Mahnmal für die ermordeten Sinti und Roma

Das Abgeordnetenhaus wolle beschließen:

1. Das Abgeordnetenhaus unterstützt die Errichtung eines zentralen Mahnmals für die ermordeten Sinti und Roma Europas an zentraler Stelle Berlins. Das vom Bezirksamt Tiergarten zu diesem Zweck angebotene Grundstück am Simsonweg im Tiergarten soll kostenfrei zur Verfügung gestellt werden.

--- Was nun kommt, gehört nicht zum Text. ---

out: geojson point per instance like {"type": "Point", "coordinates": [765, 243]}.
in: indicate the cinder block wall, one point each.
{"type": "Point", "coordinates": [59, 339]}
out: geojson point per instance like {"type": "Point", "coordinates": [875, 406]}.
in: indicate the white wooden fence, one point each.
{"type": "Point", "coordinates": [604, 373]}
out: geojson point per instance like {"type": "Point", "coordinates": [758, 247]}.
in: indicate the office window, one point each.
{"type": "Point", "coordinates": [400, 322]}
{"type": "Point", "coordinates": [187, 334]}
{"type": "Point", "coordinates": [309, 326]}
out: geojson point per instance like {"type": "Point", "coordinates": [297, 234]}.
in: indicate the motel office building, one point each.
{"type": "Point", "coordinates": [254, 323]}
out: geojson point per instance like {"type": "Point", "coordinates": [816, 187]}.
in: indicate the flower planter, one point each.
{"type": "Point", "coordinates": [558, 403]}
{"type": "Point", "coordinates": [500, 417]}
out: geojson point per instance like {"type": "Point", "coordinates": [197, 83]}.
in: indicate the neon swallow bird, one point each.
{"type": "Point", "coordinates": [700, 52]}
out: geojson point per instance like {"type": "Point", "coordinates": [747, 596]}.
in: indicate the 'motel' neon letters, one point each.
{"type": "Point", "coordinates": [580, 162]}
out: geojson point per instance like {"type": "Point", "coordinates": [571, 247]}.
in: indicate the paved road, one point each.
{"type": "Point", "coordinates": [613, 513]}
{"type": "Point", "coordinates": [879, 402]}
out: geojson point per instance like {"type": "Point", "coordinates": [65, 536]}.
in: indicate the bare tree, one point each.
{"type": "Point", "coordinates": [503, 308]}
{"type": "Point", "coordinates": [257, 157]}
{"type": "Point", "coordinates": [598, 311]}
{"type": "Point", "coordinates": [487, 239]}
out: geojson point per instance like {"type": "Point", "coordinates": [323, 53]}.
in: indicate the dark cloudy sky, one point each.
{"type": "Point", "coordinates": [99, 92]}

2. Der Senat von Berlin wird aufgefordert, sich dafür einzusetzen, dass noch im Jahre 2000 gemeinsam mit der Bundesregierung, dem Zentralrat Deutscher Sinti und Roma und dem Landesverband Deutscher Sinti und Roma Berlin-Brandenburg e. V. ein Initiativkreis zur Auslobung des Mahnmals gebildet und hinsichtlich dessen Gestaltung ein Wettbewerb ausgeschrieben wird,

3. Der Senat wird verpflichtet, dem Abgeordnetenhaus bis zum 30. November 2000 über den Stand zu berichten.

Begründung:

Bereits 1994 hatten die damaligen Senatoren Ulrich RoloffMomin (Kultur) und Wolfgang Nagel (Bauen) dem Zentralrat Deutscher Sinti und Roma die Errichtung eines an zentraler Stelle befindlichen Mahnmals zu Ehren der über 500 000 von den Nationalsozialisten ermordeten Sinti und Roma zugesagt. Diese Aussage wurde noch 1994 von der damaligen Bürgermeisterin Christine Bergmann bestätigt. Das Abgeordnetenhaus sollte endlich dafür sorgen, dass von Seiten Berlins die damals gegebenen Zusagen ­ auch wenn sie nicht die verbindliche Form eines Senatsbeschlusses fanden ­ eingehalten werden. Auch der Beschluss des Deutschen Bundestages vom 25. Juni 1999 zum Denkmal für die ermordeten Juden Europas fordert, „die Erinnerung an alle Opfer des Nationalsozialismus und ihre Würdigung in geeigneter Weise sicherzustellen" (Drs. 14/1238). Entscheidend ist zu berücksichtigen, dass von Berlin aus der Völkermord an den Sinti und Roma systematisch geplant und betrieben wurde. Berlin diente bereits im Jahre 1936 als Modellfall für die systematische „Säuberung" Deutschlands von der „Zigeunerplage", wie es der damalige menschenverachtende Sprachgebrauch artikulierte. Im Vorfeld der Olympischen Spiele von Berlin wurden die Berliner Sinti und Roma in das menschenunwürdige „Zigeunerlager Marzahn" deportiert. Von Marzahn aus gingen die meisten betroffenen Menschen während des Krieges den Weg zur Vernichtung nach Auschwitz. Der Völkermord an den Sinti und Roma gehört zu den lange tabuisierten Themen deutscher Geschichtsaufarbeitung. Der 1987 auf Druck von Bürgerinitiativen und der Evangelischen Kirche von der DDR am Rande des ehemaligen Marzahner Konzentrationslagers errichtete Gedenkstein erinnert zwar an den historischen Ort, vermag aber keinesfalls ein zentrales Mahnmal, das an die beabsichtigte und beinahe realisierte Vernichtung eines ganzen Volkes erinnern soll, zu ersetzen. Gerade vor dem Hintergrund aktueller Fremden- und insbesondere „Zigeuner"-Feindlichkeit ­ nicht nur in Deutschland ­ käme einem solchen Mahnmal eine besondere Bedeutung zu. Das Schicksal der ermordeten Sinti und Roma lässt sich nicht mit dem anderer „Opfergruppen" aufrechnen.